Even more damaging is the inequity that this lack of investment perpetuates. A 2007 study by Hewlett Packard called, “An Unfinished Canvas,” found that 29 percent of Californians schools offer no standards-based sequential arts education- the kind that truly changes lives, improves test scores and increases graduation rates- and those programs that do are largely funded by parent organizations. As Ms. Grande made clear in her testimony, “If we’re going to prepare all students equally for the many creative occupations available… across the state, then we must ensure that every student from K through 12th grade is provided a quality education that by definition includes the arts as a core part of ongoing instruction.”
Members of the California legislature are taking action. Assembly resolution ARC-46 “declares the importance of the arts to the state” and urges “a unified effort between the Legislature and the Governor to provide a substantial increase in the General Fund appropriation to the California Arts Council in the 2015–16 Budget Act.“ An assembly budget subcommittee proposed that the California Arts Council budget be increased to $10 million.
In response, Governor Brown presented a revised budget that keeps last year’s increase to $6.1 million but more importantly, establishes that as a permanent baseline. This only raises California to 47th in the nation in arts spending, at 27¢ per resident, with the national average at $1.09 (New York spends $2.07 and Minnesota $6.41 per person).

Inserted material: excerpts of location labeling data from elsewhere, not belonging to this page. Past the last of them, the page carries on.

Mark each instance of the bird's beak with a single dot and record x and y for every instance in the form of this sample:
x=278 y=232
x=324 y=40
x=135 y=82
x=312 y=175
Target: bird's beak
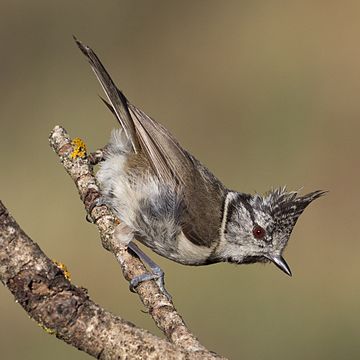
x=280 y=262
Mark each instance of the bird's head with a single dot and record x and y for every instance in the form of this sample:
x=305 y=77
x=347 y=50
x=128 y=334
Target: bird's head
x=257 y=228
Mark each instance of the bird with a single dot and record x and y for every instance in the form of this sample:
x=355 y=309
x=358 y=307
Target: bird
x=170 y=202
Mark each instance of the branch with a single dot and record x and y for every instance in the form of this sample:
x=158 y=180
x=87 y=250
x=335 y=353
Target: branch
x=41 y=288
x=76 y=162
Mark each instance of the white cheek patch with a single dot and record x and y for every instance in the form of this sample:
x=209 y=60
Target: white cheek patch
x=192 y=253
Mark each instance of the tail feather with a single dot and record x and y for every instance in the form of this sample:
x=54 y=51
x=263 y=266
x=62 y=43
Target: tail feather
x=118 y=101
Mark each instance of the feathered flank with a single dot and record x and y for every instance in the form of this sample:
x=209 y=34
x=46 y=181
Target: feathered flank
x=175 y=205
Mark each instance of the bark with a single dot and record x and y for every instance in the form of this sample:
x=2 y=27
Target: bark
x=43 y=290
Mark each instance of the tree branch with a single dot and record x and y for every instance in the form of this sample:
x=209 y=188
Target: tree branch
x=73 y=157
x=41 y=288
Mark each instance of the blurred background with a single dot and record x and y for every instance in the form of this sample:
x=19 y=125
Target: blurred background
x=265 y=93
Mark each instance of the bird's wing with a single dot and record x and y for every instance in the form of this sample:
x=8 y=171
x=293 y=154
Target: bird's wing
x=202 y=193
x=167 y=158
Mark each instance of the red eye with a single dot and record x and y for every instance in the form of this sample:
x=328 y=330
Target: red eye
x=258 y=232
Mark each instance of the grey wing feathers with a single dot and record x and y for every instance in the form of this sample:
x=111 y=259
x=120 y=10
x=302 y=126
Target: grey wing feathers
x=165 y=155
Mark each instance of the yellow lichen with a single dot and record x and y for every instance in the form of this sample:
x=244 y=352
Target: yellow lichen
x=79 y=148
x=63 y=268
x=47 y=330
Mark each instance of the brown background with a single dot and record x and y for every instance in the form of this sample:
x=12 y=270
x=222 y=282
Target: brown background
x=265 y=93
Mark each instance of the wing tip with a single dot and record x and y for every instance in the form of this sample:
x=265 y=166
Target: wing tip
x=86 y=50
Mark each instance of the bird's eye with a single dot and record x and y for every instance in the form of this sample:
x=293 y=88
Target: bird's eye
x=258 y=232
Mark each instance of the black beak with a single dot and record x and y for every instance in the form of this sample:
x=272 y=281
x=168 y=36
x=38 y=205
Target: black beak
x=280 y=262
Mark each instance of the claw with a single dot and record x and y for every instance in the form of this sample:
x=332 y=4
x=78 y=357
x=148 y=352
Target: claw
x=156 y=273
x=97 y=202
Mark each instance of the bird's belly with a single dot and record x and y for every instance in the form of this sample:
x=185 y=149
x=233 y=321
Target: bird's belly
x=179 y=249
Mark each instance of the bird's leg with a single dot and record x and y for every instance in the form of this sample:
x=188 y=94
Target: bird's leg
x=156 y=273
x=125 y=236
x=97 y=156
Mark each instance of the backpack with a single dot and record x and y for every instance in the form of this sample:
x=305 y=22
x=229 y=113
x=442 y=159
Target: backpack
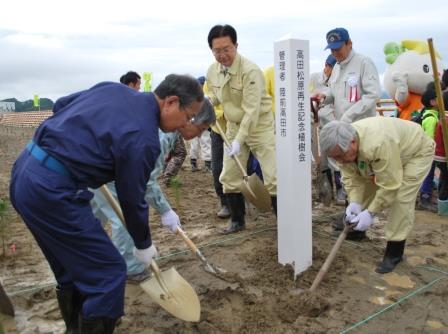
x=419 y=117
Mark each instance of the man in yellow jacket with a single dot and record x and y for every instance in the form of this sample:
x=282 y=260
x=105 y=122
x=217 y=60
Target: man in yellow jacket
x=383 y=162
x=238 y=85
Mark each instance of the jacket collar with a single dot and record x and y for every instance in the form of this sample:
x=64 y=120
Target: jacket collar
x=347 y=60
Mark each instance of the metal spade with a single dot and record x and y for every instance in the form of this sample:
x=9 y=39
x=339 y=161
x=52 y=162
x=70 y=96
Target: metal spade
x=252 y=187
x=167 y=288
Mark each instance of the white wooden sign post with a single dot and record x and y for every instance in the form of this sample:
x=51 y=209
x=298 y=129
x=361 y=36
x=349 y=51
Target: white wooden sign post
x=293 y=140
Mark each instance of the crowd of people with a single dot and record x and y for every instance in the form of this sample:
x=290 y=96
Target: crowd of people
x=113 y=134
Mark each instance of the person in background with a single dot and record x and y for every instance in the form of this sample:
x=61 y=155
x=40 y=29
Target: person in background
x=440 y=158
x=430 y=118
x=238 y=86
x=201 y=145
x=217 y=148
x=383 y=162
x=131 y=79
x=106 y=133
x=354 y=88
x=319 y=81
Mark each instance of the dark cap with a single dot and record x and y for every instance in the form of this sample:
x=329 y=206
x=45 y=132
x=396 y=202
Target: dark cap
x=336 y=38
x=331 y=60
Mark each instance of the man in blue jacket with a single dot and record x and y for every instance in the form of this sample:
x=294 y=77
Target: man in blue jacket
x=108 y=132
x=136 y=270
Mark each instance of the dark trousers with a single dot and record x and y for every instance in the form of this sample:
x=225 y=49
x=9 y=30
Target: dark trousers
x=428 y=182
x=443 y=180
x=79 y=251
x=217 y=157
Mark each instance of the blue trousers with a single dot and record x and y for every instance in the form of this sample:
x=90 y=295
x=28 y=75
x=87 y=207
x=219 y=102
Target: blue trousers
x=79 y=251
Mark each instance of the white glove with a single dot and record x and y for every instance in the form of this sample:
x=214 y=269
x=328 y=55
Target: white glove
x=234 y=149
x=363 y=220
x=400 y=79
x=171 y=220
x=146 y=255
x=352 y=210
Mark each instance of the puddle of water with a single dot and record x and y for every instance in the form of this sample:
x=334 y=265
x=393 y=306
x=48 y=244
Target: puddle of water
x=358 y=279
x=380 y=301
x=401 y=281
x=23 y=322
x=434 y=324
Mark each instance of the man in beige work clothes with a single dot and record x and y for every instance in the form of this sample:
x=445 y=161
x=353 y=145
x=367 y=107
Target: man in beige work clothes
x=238 y=85
x=383 y=162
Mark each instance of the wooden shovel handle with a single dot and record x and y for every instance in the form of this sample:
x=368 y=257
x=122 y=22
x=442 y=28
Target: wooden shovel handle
x=329 y=259
x=226 y=140
x=154 y=267
x=439 y=96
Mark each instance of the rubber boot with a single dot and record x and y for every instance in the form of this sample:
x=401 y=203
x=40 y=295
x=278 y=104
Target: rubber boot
x=442 y=207
x=207 y=166
x=224 y=212
x=70 y=304
x=338 y=224
x=237 y=211
x=96 y=325
x=194 y=165
x=392 y=256
x=274 y=204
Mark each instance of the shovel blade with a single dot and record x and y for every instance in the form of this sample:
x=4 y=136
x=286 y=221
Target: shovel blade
x=179 y=298
x=255 y=192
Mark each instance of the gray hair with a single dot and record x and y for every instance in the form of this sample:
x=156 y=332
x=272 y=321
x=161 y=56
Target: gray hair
x=336 y=133
x=206 y=114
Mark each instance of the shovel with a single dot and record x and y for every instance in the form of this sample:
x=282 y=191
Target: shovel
x=167 y=288
x=329 y=260
x=5 y=303
x=252 y=188
x=208 y=266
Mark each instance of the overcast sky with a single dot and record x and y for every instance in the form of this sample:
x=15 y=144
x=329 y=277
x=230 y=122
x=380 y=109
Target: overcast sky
x=53 y=48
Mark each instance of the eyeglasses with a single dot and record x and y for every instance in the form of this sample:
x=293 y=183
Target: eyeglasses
x=225 y=50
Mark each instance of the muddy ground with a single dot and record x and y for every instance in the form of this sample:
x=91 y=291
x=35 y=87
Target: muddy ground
x=257 y=295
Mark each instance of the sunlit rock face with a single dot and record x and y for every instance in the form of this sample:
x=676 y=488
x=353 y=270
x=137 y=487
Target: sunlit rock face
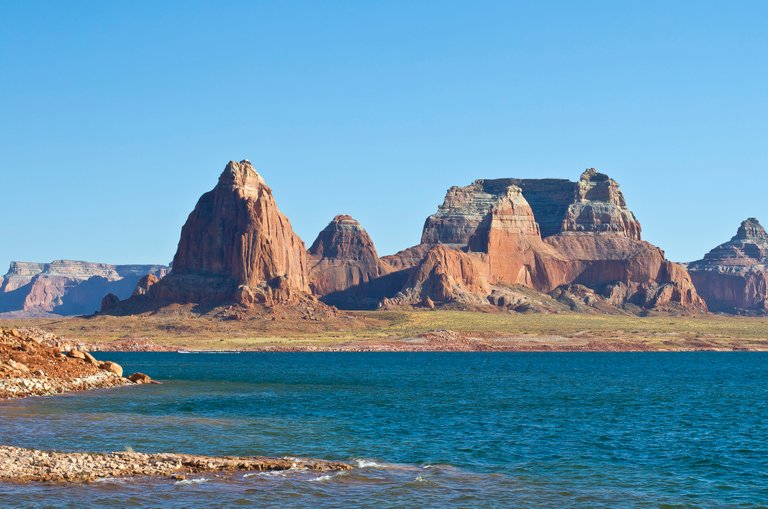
x=67 y=287
x=541 y=234
x=343 y=256
x=733 y=277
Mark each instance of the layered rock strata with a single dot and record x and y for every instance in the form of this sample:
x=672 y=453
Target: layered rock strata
x=27 y=465
x=733 y=277
x=591 y=240
x=236 y=247
x=342 y=257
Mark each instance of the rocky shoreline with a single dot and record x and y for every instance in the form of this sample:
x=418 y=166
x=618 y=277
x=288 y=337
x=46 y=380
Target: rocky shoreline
x=37 y=363
x=29 y=465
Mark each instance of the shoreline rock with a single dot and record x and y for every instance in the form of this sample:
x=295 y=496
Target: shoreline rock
x=29 y=465
x=31 y=366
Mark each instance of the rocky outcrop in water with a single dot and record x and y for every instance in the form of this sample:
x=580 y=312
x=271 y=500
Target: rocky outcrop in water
x=590 y=239
x=342 y=257
x=733 y=277
x=19 y=465
x=67 y=287
x=32 y=363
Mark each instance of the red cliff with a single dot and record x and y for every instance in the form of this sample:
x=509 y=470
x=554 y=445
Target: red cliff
x=733 y=277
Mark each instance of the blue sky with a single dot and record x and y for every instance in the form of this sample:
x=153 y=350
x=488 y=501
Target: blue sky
x=116 y=116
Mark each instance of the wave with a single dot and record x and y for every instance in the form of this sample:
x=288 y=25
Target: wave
x=188 y=482
x=326 y=477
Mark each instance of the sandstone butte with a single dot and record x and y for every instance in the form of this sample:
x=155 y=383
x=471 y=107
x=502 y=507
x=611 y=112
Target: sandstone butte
x=733 y=277
x=38 y=363
x=236 y=248
x=514 y=244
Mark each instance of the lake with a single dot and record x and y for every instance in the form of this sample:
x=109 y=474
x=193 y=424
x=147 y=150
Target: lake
x=536 y=430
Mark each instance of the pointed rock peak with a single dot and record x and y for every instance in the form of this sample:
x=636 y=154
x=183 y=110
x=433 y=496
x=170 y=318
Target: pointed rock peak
x=345 y=219
x=241 y=175
x=751 y=229
x=345 y=238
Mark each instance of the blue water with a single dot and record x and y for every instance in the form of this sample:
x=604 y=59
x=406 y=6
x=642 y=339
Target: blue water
x=538 y=430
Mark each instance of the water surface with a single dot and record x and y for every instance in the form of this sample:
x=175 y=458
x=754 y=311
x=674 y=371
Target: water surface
x=539 y=430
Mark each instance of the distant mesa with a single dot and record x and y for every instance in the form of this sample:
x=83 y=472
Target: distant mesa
x=67 y=287
x=733 y=277
x=342 y=257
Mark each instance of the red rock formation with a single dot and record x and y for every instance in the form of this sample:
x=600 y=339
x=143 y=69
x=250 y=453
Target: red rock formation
x=492 y=226
x=66 y=287
x=342 y=257
x=600 y=207
x=236 y=247
x=733 y=277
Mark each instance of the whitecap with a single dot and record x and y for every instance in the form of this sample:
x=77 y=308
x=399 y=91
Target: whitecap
x=362 y=463
x=187 y=482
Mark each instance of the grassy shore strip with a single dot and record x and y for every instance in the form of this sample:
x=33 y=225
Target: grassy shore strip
x=412 y=330
x=28 y=465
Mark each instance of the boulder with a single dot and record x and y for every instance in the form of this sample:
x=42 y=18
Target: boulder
x=109 y=303
x=140 y=378
x=112 y=367
x=235 y=246
x=76 y=354
x=342 y=257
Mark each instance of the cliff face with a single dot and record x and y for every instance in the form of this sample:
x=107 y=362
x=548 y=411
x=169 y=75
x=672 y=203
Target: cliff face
x=342 y=257
x=590 y=239
x=67 y=287
x=733 y=277
x=235 y=248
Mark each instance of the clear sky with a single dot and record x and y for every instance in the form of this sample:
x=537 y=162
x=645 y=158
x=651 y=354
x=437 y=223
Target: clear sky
x=116 y=115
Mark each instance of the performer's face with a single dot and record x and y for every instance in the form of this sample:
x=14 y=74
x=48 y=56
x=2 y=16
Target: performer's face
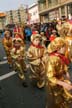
x=62 y=50
x=8 y=36
x=59 y=22
x=36 y=41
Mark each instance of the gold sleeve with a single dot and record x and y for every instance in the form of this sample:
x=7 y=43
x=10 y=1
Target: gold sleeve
x=4 y=44
x=50 y=74
x=30 y=54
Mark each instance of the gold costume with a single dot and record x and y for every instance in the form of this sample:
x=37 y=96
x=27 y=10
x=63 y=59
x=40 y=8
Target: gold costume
x=35 y=54
x=18 y=55
x=68 y=40
x=44 y=39
x=7 y=43
x=56 y=69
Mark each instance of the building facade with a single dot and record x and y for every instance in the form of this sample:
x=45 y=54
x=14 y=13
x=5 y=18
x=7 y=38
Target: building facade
x=33 y=14
x=16 y=16
x=54 y=9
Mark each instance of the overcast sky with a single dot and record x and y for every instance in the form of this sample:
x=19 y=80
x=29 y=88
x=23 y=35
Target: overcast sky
x=6 y=5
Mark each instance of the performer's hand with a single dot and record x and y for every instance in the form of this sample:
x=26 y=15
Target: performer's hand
x=67 y=86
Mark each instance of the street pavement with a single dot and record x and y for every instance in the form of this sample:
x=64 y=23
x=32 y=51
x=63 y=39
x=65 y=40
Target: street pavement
x=13 y=94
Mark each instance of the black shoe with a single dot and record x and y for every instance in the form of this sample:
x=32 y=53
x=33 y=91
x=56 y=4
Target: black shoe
x=25 y=84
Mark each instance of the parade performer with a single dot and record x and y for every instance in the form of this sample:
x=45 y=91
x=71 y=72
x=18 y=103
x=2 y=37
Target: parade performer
x=44 y=39
x=34 y=55
x=18 y=33
x=67 y=35
x=59 y=27
x=53 y=35
x=7 y=43
x=68 y=40
x=57 y=75
x=18 y=55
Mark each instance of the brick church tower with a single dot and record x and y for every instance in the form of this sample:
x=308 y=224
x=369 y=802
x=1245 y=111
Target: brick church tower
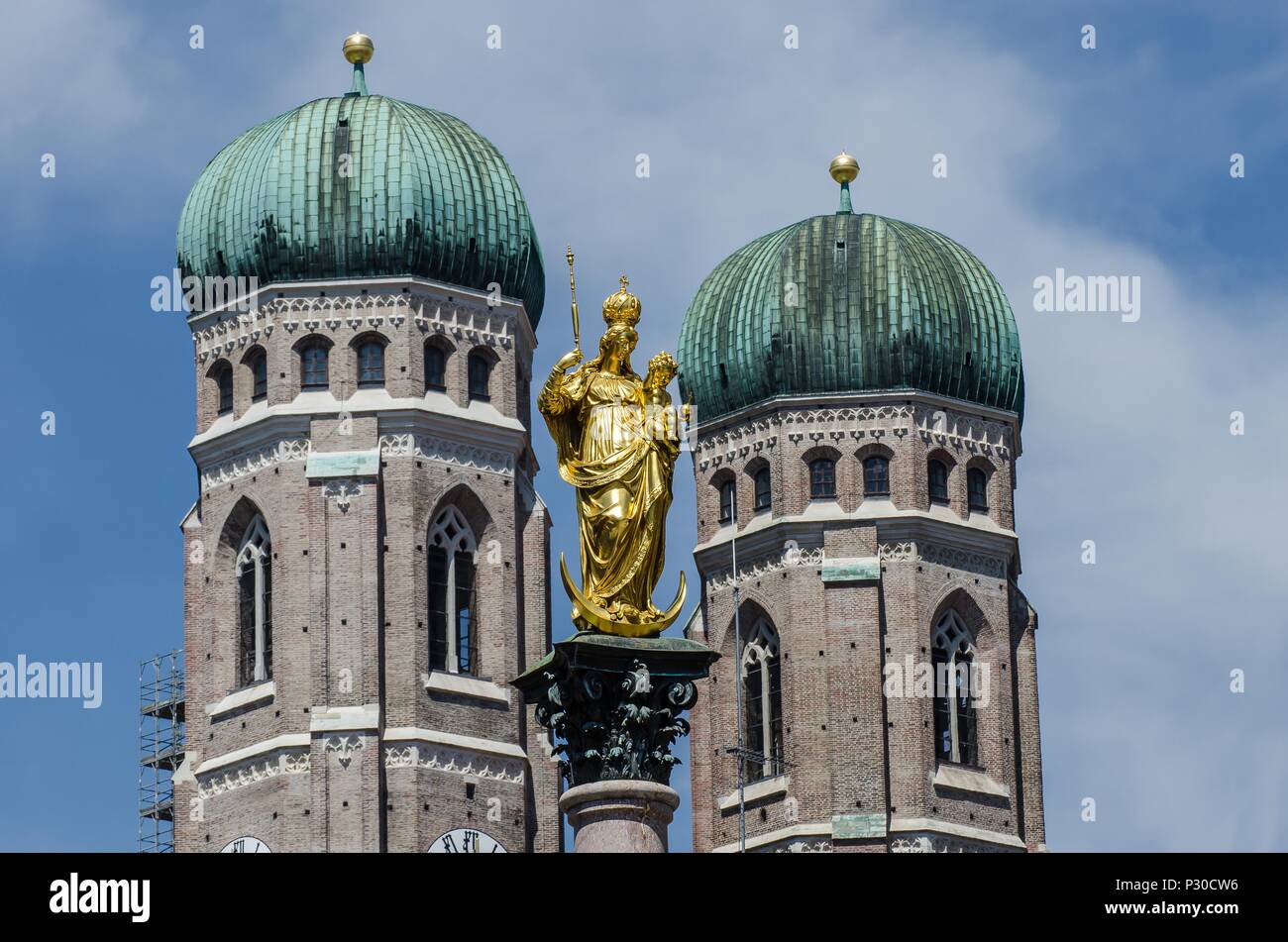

While resolutions and the recommended budget increase are only proposed steps, they represent leaps in increased awareness of the significance of California’s creative workforce and reflect a deeper understanding of how the arts catalyze individual, economic and community success. This momentum could help set California on the path to the thriving, creativity-driven future it deserves.
Tracy Hudak is a writer, artist and business consultant. She is the founder of CreativityWorks, an initiative to help Ventura County harness its creativity to catalyze economic and community success.